イタリアのスーパーカーメーカーと言えば、フェラーリとランボルギーニの名前が思い浮かぶ人がほとんどだと思います。しかし今回の主役はその2メーカーとは違う、異色のW16気筒エンジンを搭載した、唯一無二の個性的なイタリアンスーパーカー!!チゼータ社が唯一市販したモデル、『チゼータV16T』をご紹介します。
チゼータってどんなメーカー?
現在ではアメリカに本拠地をおくチゼータですが、そのルーツはイタリアにあります。
創始者はクラウディオ・ザンポーリ氏で、チゼータという社名は氏のイニシャルであるCとZのイタリア語読み「Ci・Zeta」に由来しています。
累計生産台数はわずか15台!
正式名称は「チゼータ モロダー V16T」。
モロダーとは1980年代前半にミュージシャンとして有名だったジョルジオ・モロダー氏に由来しており、氏はチゼータ創設時の共同出資者でした。
1988年にアメリカ・ビバリーヒルズで公開されると好評を得て、1992年から1台60万ドルという価格で生産がスタートします。
しかし、バブル景気の崩壊に伴うチゼータ社の倒産に伴い、V16Tの累計生産台数はわずか15台に留まりました。
他に類を見ないV型16気筒エンジン
V16T最大の特徴は、なんといってもミッドシップに横置きされたV型16気筒エンジンで、縦置きされたトランスミッションと合わせて上から見た時に「T」字に見えることが、車名である「V16T」の由来にもなっています。
ただでさえ気筒数が多く、排気量も6リッターを超えているため、リアセクションは全幅2mを超える大柄な車体となっていますが、最高速度は328km/h。
0-100km/h加速は4.2秒のカタログ値で、最高出力が550ps/8000rpm、最大トルクは55kgm/6000rpmと、当時としてはずば抜けたスペックでした。
本当はディアブロ用のデザインだった!?
スタイリングは、カウンタックを手掛けたことで有名なマルチェロ・ガンディーニが担当しています。
どことなくランボルギーニ感のあるデザインは、クライスラー傘下であった時の次期カウンタック、すなわちディアブロの没案のうちのひとつであったと言われています。
最も特徴的なのはそのリトラクタブル式のヘッドランプで、上下2段式で全てせりあがると4つの目玉が出てくる姿は中々に個性的と言えるでしょう。
ボディサイズは4440×2060×1115mm、ホイールベースは2960mm、車重は1700kgとヘビー級のスーパーカーに仕上がっています。
今でも受注生産が可能?
1994年に一度倒産したチゼータ社でしたが、創業者であるザンポーリ氏は、2003年にカリフォルニア州で「チゼータ オートモービル USA」を設立します。

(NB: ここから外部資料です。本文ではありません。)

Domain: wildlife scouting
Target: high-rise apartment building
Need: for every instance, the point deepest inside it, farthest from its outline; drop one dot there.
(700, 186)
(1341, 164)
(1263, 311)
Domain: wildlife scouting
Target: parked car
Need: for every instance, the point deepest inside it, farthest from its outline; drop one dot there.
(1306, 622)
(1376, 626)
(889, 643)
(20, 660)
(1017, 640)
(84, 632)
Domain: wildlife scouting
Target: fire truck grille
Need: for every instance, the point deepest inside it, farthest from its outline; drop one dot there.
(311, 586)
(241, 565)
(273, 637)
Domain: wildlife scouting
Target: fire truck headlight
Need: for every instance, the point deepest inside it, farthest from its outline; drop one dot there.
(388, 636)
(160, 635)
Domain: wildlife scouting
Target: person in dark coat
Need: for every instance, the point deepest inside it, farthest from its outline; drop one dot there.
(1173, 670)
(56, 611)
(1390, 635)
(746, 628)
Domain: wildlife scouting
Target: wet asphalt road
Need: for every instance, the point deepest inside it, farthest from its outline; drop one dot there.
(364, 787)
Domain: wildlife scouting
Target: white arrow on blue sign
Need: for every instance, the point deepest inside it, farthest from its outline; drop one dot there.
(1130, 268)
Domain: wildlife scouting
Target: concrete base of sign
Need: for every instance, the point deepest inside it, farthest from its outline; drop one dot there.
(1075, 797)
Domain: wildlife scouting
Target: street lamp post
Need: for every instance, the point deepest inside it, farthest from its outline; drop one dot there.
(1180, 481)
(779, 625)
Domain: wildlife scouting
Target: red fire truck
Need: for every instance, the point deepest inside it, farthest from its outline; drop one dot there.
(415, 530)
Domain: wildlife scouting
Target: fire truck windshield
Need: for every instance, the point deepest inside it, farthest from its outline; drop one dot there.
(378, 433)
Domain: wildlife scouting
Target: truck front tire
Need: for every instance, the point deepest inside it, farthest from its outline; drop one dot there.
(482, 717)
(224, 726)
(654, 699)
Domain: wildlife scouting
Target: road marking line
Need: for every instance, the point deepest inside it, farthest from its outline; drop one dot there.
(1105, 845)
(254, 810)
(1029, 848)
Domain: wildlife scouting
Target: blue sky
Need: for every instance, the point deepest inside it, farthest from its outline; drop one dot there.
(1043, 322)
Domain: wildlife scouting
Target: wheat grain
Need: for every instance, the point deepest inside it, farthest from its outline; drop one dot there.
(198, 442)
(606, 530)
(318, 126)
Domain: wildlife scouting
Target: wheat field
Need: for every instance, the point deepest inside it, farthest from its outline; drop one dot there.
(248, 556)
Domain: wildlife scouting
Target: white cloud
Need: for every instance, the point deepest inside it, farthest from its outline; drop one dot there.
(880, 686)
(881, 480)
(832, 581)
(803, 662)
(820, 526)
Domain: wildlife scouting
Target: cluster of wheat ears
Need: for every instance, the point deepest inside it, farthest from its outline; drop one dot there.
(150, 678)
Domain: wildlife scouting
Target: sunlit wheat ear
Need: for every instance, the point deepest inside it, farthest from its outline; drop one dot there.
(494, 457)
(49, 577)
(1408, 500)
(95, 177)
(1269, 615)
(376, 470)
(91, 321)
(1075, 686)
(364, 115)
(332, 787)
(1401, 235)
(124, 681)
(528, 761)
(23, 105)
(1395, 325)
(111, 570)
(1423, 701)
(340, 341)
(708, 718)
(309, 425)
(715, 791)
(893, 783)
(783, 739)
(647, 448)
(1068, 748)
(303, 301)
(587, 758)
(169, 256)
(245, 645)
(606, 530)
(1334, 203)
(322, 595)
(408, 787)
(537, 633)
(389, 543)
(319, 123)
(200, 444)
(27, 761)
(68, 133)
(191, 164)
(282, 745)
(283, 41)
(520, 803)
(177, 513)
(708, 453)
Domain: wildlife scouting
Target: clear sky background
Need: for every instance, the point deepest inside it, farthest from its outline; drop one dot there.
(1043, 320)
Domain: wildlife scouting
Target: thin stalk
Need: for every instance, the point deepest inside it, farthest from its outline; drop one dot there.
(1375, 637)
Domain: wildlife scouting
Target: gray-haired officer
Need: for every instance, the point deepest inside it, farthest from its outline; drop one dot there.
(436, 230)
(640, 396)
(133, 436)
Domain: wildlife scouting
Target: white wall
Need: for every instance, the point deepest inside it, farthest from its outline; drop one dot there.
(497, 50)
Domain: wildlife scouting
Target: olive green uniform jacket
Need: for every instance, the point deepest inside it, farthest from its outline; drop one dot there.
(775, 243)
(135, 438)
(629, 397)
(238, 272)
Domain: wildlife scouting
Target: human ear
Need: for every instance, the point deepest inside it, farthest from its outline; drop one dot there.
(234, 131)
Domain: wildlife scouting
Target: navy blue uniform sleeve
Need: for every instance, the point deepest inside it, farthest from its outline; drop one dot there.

そして驚くべきことに、生産に必要な当時の制作機械はすべて保存されているらしく、オーダーさえあれば今でもチゼータV16Tは生産可能であるとの事です。
まとめ
現在もオーダー可能なチゼータV16Tですが、2009年に排ガス規制や安全基準を満たしていないことが原因で、米国連邦当局からアメリカ国内での運転が禁止されています。
つくづく時代の流れに翻弄されてしまった不運なスーパーカーですが、現存する、しかも生産可能なV16エンジンのスーパーカーとして、今でも唯一無二の存在であることは間違いないでしょう。